There is broad agreement that the benefits of sharing research data heavily outweigh the costs of doing so, which have been greatly reduced by digital technologies. Despite notable progress in recent years, the advance towards universal data sharing appears to be treading water, while current national and funder-level initiatives even appear to abandon that goal and accept the unsatisfactory status quo. In particular, a draft NIH policy proposes a toothless policy of “encouragement”. Unless data sharing is mandatory, the researchers producing the lowest quality research will be able to avoid all pressure to improve, thereby perpetuating the perverse incentives under the current system that discourage high-quality work while rewarding corner-cutting and misconduct. Mandatory data sharing is critical for improving the quality and integrity of research.
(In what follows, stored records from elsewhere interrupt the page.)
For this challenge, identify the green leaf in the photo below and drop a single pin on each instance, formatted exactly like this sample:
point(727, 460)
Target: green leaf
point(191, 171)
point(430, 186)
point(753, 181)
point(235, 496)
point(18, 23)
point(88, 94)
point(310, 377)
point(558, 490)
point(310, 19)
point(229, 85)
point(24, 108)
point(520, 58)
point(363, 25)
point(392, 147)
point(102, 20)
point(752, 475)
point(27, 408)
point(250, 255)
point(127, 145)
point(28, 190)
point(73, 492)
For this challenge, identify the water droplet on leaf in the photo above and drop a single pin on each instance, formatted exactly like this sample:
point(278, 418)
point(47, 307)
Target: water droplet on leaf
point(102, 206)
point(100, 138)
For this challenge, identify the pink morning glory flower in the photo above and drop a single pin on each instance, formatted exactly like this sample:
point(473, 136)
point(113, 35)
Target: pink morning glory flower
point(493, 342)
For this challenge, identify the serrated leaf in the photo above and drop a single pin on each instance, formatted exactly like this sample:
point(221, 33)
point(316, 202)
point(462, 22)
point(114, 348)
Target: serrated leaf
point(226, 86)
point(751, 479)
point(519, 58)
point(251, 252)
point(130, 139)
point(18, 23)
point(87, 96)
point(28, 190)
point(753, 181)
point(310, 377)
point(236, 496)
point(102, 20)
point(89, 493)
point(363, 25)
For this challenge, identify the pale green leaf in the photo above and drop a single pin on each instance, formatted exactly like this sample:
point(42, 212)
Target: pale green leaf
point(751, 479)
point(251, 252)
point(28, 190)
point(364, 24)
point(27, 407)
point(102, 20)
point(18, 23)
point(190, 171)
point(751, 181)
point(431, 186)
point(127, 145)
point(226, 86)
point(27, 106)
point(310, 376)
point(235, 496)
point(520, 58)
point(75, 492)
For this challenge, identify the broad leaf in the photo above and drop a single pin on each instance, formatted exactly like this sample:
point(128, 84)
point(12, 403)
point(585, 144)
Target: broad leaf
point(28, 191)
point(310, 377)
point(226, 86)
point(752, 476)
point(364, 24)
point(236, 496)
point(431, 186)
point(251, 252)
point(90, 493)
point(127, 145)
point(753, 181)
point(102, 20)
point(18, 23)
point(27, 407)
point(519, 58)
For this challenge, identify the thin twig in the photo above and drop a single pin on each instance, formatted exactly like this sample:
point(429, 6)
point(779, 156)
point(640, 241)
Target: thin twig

Data sharing improves quality and integrity

As is widely recognised, full access to research data enables:

  • reuse, avoiding redundant effort
  • innovative and unforeseen analyses

Data sharing is also important for research quality and integrity, although these arguments are less commonly made. Thus, data sharing:

  • encourages high-quality work suitable for public inspection
  • improves the reproducibility and objectivity of analyses by encouraging authors to automate the transformation from raw data to final result
  • strongly discourages falsification and fabrication, because falsifying a whole, coherent data set is very difficult and carries a high risk of detection
  • enables detailed and efficient verification when error or misconduct is suspected

The points in the second list above are critical from the viewpoints of research quality and integrity. In particular, if the data are available, verification of suspected problems is straightforward. Authors wishing to avoid verification (and potential detection) often argue that critics should reproduce the experiments if they doubt published results, but, as the authors are well aware, this alternative can be hugely expensive if not infeasible. It can only work if the authors have described their methods reproducibly. It is moreover a complete overkill for some trivial (but fatal) errors: for instance, what point is there in redoing experiments when the suspected error is in the coding of a statistical test? Our experience on PubPeer is that the great majority of questions on the site would be resolved by access to the original data, but these are only rarely forthcoming.

Journal policies

The data sharing landscape today is heterogeneous and unsatisfactory. In a small number of specific domains and for certain standardised types of data, there is an effective requirement to deposit the underlying data in public databases. However, for access to the entirety of the data underlying a publication, after an initial burst of enthusiasm led by a few journals, we find ourselves with a variety of policies that are often difficult to enforce. Examples of journals with the strongest policies are PLoS and eLife: when a paper is published in these journals, the underlying data must be publicly available. This is the ideal.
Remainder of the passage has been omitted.